As part of the GCP GenAI Sprint Program, our cross-functional Presidio teams collaborated with Google Cloud experts to rapidly design and prototype generative AI solutions that solve real-world business challenges. Over a few focused weeks, we built and tested production-ready use cases using Google Cloud’s Vertex AI platform—delivering immediate, measurable impact.


Here’s a look at three powerful examples:

1. Sentiment Analysis at Scale

Understanding customer sentiment is vital—but doing it at scale requires more than keywords. We built a web application using Python and the Streamlit framework to explore three approaches to sentiment analysis:

  • Natural Language API: Fast and scalable with minimal setup—great for general insights, though less effective for niche domains.
  • Vertex AI Custom Model: Tailored to your specific language and industry. More accurate and transparent, but requires time to train.
  • Gemini for Google Cloud: The most advanced option—multilingual, context-aware, and ideal for nuanced, real-time sentiment detection.

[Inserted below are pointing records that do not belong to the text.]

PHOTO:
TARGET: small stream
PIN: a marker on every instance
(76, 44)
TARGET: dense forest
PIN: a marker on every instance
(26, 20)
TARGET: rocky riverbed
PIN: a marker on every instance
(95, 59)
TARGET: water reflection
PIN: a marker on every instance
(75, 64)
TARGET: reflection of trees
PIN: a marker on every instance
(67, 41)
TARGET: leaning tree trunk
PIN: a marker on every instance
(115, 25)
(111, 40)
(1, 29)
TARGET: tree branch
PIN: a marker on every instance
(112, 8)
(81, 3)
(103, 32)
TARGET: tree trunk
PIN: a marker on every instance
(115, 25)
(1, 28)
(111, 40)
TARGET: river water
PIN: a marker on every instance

Result: Gemini outperformed across scenarios including sarcasm, informal tone, and multilingual content—proving ideal for customer service, reviews, and social listening.


2. Sales Forecasting with ARIMA and LSTM

Forecasting sales accurately is key to smarter inventory planning and marketing. We built an end-to-end solution that:

  • Ingests raw data such as transaction date, item category, product name, and item price from historical sales records in cloud storage.
  • Trains and tunes ARIMA and LSTM models using Vertex AI.
  • Automatically deploys the best-performing model for real-time or batch predictions.
  • Enables continuous retraining when new data arrives.

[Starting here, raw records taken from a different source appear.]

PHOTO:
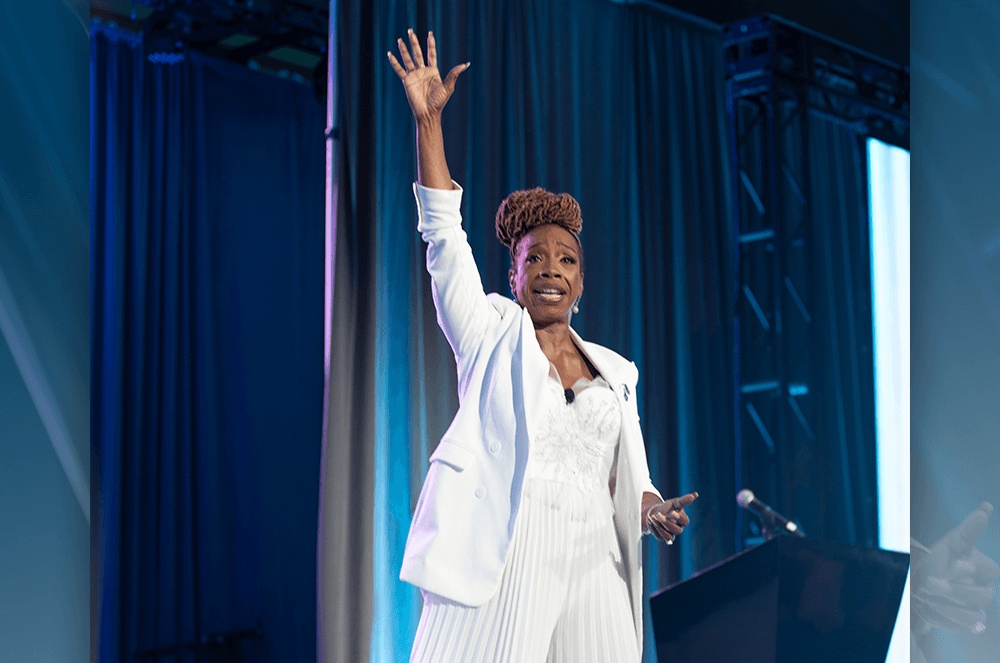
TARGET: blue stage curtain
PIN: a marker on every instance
(623, 106)
(207, 383)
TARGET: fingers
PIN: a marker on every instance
(968, 596)
(396, 67)
(449, 80)
(958, 541)
(418, 55)
(431, 50)
(405, 55)
(660, 532)
(679, 503)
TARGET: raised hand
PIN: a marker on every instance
(667, 519)
(953, 580)
(425, 90)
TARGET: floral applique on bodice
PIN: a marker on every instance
(576, 442)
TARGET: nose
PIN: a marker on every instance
(550, 269)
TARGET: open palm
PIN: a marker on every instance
(425, 90)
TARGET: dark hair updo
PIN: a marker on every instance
(523, 211)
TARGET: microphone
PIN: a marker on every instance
(745, 498)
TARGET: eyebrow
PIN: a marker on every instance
(534, 244)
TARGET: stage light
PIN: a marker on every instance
(889, 218)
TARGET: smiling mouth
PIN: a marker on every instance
(549, 294)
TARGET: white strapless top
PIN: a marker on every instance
(577, 442)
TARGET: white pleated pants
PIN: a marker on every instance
(562, 598)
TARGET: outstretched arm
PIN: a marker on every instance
(427, 95)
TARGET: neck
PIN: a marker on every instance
(552, 335)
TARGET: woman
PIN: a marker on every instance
(525, 541)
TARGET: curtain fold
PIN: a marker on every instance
(207, 198)
(624, 107)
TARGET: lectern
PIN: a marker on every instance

Result: Fully automated, scalable forecasts delivered through a clean front-end—empowering sales teams to respond to trends in near real time.


3. Custom Image Classification with Vertex AI

Image classification unlocks huge value, whether you’re detecting product defects, identifying plant species, or anything in between. The goal was to classify images into multiple categories. Starting with this clearly defined objective and a structured

dataset, we could build a focused and relevant model.

The dataset included labeled images in distinct classes, eight unique categories of classification, and images in compatible JPEG/PNG formats.
We tested:

  • AutoML: A quick, no-code path that delivered 90% accuracy with minimal effort.
  • Custom EfficientNet Model: Gave us full control and flexibility for complex multi-label tasks.

Result: AutoML offered speed and performance out of the box. Custom models provided more flexibility and transparency—ideal when precision and customization are key.


Ready to Innovate with GenAI?

These use cases are just the beginning.

At Presidio, we are constantly innovating to make real GenAI-driven impact for our clients. Whether you’re looking to better understand customers, predict trends, or extract value from images, our GenAI experts can help you build, deploy, and scale intelligent solutions, fast.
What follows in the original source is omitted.